Risico van flumethrine in bijenwas voor de mens
In deze studie werd ook nagegaan of de aanwezigheid van flumethrine in bijenwas een gevaar kan betekenen voor de mens die flumethrine kan binnenkrijgen na het eten van gecontamineerde honing door nauw contact met gecontamineerde bijenwas, of na het eten van bijenwas dat wordt verwerkt in allerlei voedingswaren (gemiddelde wasconsumptie in België per dag is 1,29 gram per persoon). Door de hoge vetminnendheid van flumethrine zijn resten veeleer terug te vinden in vetachtige stoffen zoals was, meer dan in honing. De transfer van flumethrine uit bijenwas naar honing is echter zo goed als onbestaande. Er is dus geen gevaar voor de mens bij het eten van honing uit bijenvolken met flumethrine gecontamineerde bijenwas. In 1998 berekende de EMEA (European Medicines Evaluation Agency) de theoretische maximum dagelijkse opname (TMDI) van flumethrine. Deze werd toen vastgesteld op 108 μg/dag. Voor de onderzochte wasstalen werd berekend wat de dagelijkse opname van flumethrine zou zijn indien 1,29 gram was zou opgenomen worden via de voeding.

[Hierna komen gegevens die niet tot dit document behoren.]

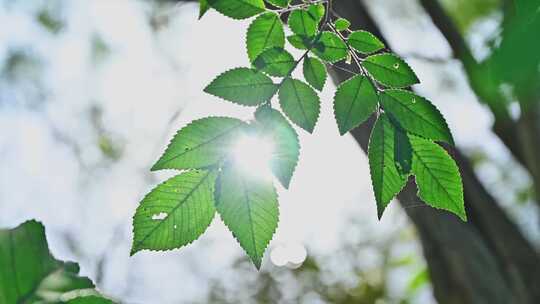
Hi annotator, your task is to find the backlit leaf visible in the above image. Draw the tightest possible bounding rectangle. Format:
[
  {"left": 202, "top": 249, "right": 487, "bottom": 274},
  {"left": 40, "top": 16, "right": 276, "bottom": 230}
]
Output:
[
  {"left": 246, "top": 13, "right": 285, "bottom": 62},
  {"left": 207, "top": 0, "right": 265, "bottom": 19},
  {"left": 216, "top": 164, "right": 279, "bottom": 269},
  {"left": 288, "top": 9, "right": 318, "bottom": 37},
  {"left": 308, "top": 3, "right": 325, "bottom": 25},
  {"left": 279, "top": 78, "right": 321, "bottom": 133},
  {"left": 363, "top": 53, "right": 419, "bottom": 88},
  {"left": 131, "top": 170, "right": 216, "bottom": 255},
  {"left": 287, "top": 35, "right": 312, "bottom": 50},
  {"left": 409, "top": 135, "right": 467, "bottom": 221},
  {"left": 347, "top": 31, "right": 384, "bottom": 54},
  {"left": 204, "top": 68, "right": 277, "bottom": 106},
  {"left": 311, "top": 32, "right": 348, "bottom": 63},
  {"left": 255, "top": 107, "right": 300, "bottom": 188},
  {"left": 380, "top": 90, "right": 454, "bottom": 144},
  {"left": 368, "top": 114, "right": 407, "bottom": 219},
  {"left": 303, "top": 57, "right": 327, "bottom": 91},
  {"left": 152, "top": 117, "right": 247, "bottom": 171},
  {"left": 266, "top": 0, "right": 291, "bottom": 7},
  {"left": 334, "top": 75, "right": 378, "bottom": 135},
  {"left": 199, "top": 0, "right": 210, "bottom": 19},
  {"left": 253, "top": 48, "right": 296, "bottom": 77},
  {"left": 334, "top": 18, "right": 351, "bottom": 31}
]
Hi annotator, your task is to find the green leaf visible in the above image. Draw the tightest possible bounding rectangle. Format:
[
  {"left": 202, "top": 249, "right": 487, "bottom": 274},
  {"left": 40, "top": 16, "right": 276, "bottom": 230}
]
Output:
[
  {"left": 207, "top": 0, "right": 265, "bottom": 19},
  {"left": 152, "top": 117, "right": 247, "bottom": 171},
  {"left": 363, "top": 53, "right": 419, "bottom": 88},
  {"left": 204, "top": 68, "right": 277, "bottom": 106},
  {"left": 334, "top": 18, "right": 351, "bottom": 31},
  {"left": 279, "top": 78, "right": 321, "bottom": 133},
  {"left": 334, "top": 75, "right": 378, "bottom": 135},
  {"left": 392, "top": 121, "right": 412, "bottom": 176},
  {"left": 347, "top": 31, "right": 384, "bottom": 54},
  {"left": 311, "top": 32, "right": 348, "bottom": 63},
  {"left": 131, "top": 170, "right": 217, "bottom": 255},
  {"left": 255, "top": 107, "right": 300, "bottom": 189},
  {"left": 287, "top": 35, "right": 312, "bottom": 50},
  {"left": 216, "top": 164, "right": 279, "bottom": 269},
  {"left": 266, "top": 0, "right": 291, "bottom": 7},
  {"left": 67, "top": 296, "right": 113, "bottom": 304},
  {"left": 409, "top": 135, "right": 467, "bottom": 221},
  {"left": 308, "top": 3, "right": 325, "bottom": 26},
  {"left": 380, "top": 90, "right": 454, "bottom": 144},
  {"left": 304, "top": 57, "right": 327, "bottom": 91},
  {"left": 246, "top": 13, "right": 285, "bottom": 62},
  {"left": 368, "top": 113, "right": 407, "bottom": 219},
  {"left": 288, "top": 9, "right": 319, "bottom": 37},
  {"left": 0, "top": 220, "right": 106, "bottom": 304},
  {"left": 253, "top": 48, "right": 296, "bottom": 77},
  {"left": 199, "top": 0, "right": 210, "bottom": 19}
]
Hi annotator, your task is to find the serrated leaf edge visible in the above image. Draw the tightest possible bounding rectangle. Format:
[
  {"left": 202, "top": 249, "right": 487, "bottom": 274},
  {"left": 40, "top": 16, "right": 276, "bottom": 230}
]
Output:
[
  {"left": 129, "top": 169, "right": 217, "bottom": 256},
  {"left": 363, "top": 53, "right": 420, "bottom": 88},
  {"left": 150, "top": 116, "right": 248, "bottom": 171}
]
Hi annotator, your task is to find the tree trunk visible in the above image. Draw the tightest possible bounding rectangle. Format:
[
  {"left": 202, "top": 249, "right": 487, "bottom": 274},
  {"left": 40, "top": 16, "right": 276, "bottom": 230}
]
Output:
[{"left": 170, "top": 0, "right": 540, "bottom": 304}]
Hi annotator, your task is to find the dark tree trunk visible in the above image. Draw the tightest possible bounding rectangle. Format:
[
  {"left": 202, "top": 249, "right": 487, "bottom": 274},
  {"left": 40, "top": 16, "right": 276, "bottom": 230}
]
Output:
[{"left": 332, "top": 0, "right": 540, "bottom": 304}]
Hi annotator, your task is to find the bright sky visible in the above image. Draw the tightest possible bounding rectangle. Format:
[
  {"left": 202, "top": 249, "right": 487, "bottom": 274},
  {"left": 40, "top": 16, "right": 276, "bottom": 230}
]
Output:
[{"left": 0, "top": 0, "right": 530, "bottom": 303}]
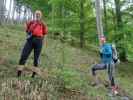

Voor het staal met de hoogste flumethrine concentratie kwam dit uit op slechts 0,0988 μg flumethrine per dag, wat nog minder is dan 0,1% van de vastgelegde TMDI. De bijenwasstalen vertonen dus veelal geen gevaar voor de gezondheid van de mens na inname van bijenwas via voedingswaren.
Kanttekening
Na problemen met de bijenwas van de voorbije jaren schreef het wetenschappelijk comité van het FAVV (SciCom) een advies uit over de verontreiniging en vervalsing van bijenwas en het risico voor de bijengezondheid. Zij berekenden actielimieten voor 18 actieve substanties waaronder flumethrine, die vaak in hersmolten bijenwas worden teruggevonden. Hierbij werd met 3 scenario’s van blootstelling rekening gehouden: contact van de larven met de wascel, consumptie van koninginnenbrij en bijenbrood door de larven en kneden van was door volwassen bijen. Als maximale concentratie werd telkens de laagste waarde van de 3 scenario’s weerhouden welke niet mag overschreden worden in hersmolten bijenwas om de bijengezondheid te beschermen. Voor flumethrine was dit bij scenario 3, nl. de blootstelling van volwassen bijen door het kneden van was tijdens het opbouwen van cellen, hetgeen overeen zou komen met een consumptie (inname) van de was. De voorgestelde actielimiet bedroeg hier 1,5 mg/kg bijenwas. Alle waarden van de onderzochte wasstalen in de publicatie liggen lager dan deze grenswaarde, wat betekent dat volgens deze analyse geen enkel wasstaal een gevaar zou betekenen voor de bijengezondheid. Dit staat in contrast met de conclusie van het onderzoek waarbij andere triggerwaarden werd gebruikt. Deze studies duiden de moeilijkheid van een theoretische berekening van een grenswaarde voor een bepaald residu, dat moet aangeven vanaf wanneer dit residu al dan niet problemen kan veroorzaken in het bijenvolk.